Sorry for all of the questions but your answers will help us to determine what would be the best fit for your needs. :T


----------



## Jungle Jack (Jul 28, 2009)

Hello,
Smaller and lighter while keeping the same power output might be a tough task. Yamaha's new Avantage Line is quite nice and the A3000 in that line has gotten stellar Reviews. What is the maximum amount you feel comfortable spending?
Cheers,
JJ


----------



## caliberconst. (Dec 10, 2009)

I sold my rx v1400 about a year ago, so I could take advantage of hd audio via hdmi. Be prepared to spend some money, to actually "upgrade" from the 1400 as it is truly an amazing receiver. First I got a denon 2308ci, and was disappointed to say the least, I now have an onkyo 806, and still wish I would have kept my 1400. I am not saying that the 1400 is the worlds best receiver, I am just saying you really gotta spend some coin to get something that truly will out perform it. I see what you mean about the size as the 1400 is obnoxiously huge, but Jungle Jack is right smaller and lighter usually going to mean less power. What is your budget?


----------



## ADVJake (Apr 18, 2011)

Thanks for the replys.
My budget is probably less than $500-600 USD

It is a great receiver. I dont want to get rid of it but i really want to make my home theater setup more simplified, cable wise, and run everything through the TV via HDMI. 
At this stage if i have to spend alot more to get something on the same level as the 1400 with HDMI, i'd probably just go for a universal remote or something.


----------



## Jungle Jack (Jul 28, 2009)

Hello,
I had a great Link for you, but just realized you are in Australia. With your budget and the fact that AV Components cost more in OZ makes me think the new Onkyo TX-NR609 would be a great choice.

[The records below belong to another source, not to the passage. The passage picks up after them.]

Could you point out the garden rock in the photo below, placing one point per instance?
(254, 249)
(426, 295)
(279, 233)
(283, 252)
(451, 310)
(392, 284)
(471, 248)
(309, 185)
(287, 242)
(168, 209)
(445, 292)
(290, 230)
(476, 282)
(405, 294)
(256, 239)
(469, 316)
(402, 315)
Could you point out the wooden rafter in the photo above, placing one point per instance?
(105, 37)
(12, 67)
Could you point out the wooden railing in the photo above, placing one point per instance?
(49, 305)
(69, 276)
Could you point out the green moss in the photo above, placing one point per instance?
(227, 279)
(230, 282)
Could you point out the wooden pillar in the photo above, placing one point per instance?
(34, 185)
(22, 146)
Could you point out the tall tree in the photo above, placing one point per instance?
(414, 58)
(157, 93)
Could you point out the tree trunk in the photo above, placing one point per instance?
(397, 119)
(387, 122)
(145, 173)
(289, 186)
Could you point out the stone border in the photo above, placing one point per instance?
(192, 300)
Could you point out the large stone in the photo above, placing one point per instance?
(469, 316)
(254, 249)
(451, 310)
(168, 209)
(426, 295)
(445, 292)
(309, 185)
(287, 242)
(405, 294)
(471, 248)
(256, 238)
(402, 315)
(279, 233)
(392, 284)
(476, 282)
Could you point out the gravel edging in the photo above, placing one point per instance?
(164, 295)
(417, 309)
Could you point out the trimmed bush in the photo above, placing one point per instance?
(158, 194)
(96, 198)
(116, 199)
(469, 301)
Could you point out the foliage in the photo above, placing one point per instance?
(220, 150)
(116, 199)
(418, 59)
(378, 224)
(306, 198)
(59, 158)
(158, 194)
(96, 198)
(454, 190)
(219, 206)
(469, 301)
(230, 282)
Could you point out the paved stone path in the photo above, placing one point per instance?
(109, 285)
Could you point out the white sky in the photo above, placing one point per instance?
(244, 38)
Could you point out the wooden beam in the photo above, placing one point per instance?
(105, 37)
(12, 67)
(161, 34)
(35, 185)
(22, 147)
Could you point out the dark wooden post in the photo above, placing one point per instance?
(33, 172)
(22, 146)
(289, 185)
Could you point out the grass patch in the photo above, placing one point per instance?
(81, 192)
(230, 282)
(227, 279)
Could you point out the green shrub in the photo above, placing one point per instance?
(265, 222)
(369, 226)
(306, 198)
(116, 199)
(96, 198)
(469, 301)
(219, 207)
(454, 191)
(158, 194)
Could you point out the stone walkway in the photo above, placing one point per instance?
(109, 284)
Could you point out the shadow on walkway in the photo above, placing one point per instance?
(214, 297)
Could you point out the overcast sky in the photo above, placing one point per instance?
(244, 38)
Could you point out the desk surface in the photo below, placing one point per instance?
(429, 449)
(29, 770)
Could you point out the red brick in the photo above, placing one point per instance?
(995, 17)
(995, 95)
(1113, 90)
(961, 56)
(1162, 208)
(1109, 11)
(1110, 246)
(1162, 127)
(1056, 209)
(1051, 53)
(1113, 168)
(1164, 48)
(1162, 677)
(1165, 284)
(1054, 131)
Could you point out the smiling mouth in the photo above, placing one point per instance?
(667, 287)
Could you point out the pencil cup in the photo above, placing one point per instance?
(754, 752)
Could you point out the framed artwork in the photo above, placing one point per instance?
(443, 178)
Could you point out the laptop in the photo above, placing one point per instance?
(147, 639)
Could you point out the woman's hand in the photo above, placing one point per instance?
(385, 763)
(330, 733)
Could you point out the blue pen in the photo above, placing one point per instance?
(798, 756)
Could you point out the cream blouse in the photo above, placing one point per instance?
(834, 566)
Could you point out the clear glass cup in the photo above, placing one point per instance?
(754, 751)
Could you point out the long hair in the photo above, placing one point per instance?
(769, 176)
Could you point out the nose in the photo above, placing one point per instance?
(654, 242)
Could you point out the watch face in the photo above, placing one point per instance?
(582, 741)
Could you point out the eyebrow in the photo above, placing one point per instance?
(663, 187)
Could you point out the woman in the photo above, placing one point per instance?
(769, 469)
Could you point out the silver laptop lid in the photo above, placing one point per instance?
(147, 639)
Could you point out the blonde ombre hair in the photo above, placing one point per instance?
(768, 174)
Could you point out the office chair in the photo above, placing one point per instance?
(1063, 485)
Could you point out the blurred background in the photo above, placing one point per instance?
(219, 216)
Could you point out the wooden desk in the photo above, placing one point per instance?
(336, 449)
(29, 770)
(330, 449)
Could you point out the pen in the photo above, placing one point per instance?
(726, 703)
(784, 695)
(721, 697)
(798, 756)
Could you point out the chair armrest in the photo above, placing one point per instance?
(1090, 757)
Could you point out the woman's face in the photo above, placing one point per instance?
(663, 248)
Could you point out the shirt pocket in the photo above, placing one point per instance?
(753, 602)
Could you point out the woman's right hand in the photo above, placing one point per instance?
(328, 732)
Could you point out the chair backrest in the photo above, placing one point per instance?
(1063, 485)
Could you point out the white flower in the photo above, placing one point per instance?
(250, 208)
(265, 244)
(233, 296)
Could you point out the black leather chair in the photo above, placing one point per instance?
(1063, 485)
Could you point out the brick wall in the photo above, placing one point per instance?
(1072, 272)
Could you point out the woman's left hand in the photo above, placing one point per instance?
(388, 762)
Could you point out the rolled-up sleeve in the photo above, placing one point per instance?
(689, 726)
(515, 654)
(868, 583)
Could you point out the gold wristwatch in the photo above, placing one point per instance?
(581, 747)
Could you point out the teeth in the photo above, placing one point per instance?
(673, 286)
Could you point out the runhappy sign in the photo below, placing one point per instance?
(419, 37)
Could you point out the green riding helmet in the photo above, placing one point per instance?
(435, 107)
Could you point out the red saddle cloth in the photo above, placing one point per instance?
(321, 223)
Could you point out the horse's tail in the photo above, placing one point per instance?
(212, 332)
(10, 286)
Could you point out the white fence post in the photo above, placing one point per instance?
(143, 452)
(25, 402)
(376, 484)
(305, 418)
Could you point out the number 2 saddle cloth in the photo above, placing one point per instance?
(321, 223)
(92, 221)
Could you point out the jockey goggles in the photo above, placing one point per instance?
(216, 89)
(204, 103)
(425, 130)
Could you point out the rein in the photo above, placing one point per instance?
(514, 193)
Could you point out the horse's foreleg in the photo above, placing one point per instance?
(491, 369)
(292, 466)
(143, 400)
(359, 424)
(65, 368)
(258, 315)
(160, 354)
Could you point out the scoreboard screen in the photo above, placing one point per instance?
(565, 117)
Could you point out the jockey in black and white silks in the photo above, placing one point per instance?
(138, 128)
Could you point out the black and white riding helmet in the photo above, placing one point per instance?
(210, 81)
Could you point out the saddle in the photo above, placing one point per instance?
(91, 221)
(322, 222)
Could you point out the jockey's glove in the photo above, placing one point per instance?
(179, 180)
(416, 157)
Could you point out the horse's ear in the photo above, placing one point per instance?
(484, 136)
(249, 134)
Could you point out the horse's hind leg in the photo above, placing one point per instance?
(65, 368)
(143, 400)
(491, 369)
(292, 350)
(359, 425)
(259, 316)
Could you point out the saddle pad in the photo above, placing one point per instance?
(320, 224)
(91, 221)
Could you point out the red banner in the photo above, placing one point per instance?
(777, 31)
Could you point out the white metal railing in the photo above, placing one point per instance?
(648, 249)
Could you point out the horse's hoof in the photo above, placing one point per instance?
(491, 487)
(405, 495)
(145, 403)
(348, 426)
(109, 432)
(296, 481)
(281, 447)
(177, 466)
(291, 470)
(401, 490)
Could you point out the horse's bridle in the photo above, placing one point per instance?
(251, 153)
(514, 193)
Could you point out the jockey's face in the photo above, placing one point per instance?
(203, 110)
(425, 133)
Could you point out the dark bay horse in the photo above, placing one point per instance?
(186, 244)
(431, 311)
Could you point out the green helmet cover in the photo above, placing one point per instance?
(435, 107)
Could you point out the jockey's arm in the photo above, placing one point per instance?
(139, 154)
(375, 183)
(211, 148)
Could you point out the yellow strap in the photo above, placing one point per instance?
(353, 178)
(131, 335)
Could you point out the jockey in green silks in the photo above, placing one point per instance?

The 609 adds Marvell Qdeo Processing which is one of the best Video Processors on the Market and has been used on AVR's costing as much as 6000 Dollars (Pioneer Susano). Also, new for the 609, is Network Connectivity for Internet Radio, Firmware Updates, Streaming Music from your PC and more. Also, the 609 is THX Select2 Plus Certified. That combination is usually seen in AVR's costing twice as much as the 609. Features wise, it is in a category of itself.
Cheers,
JJ


----------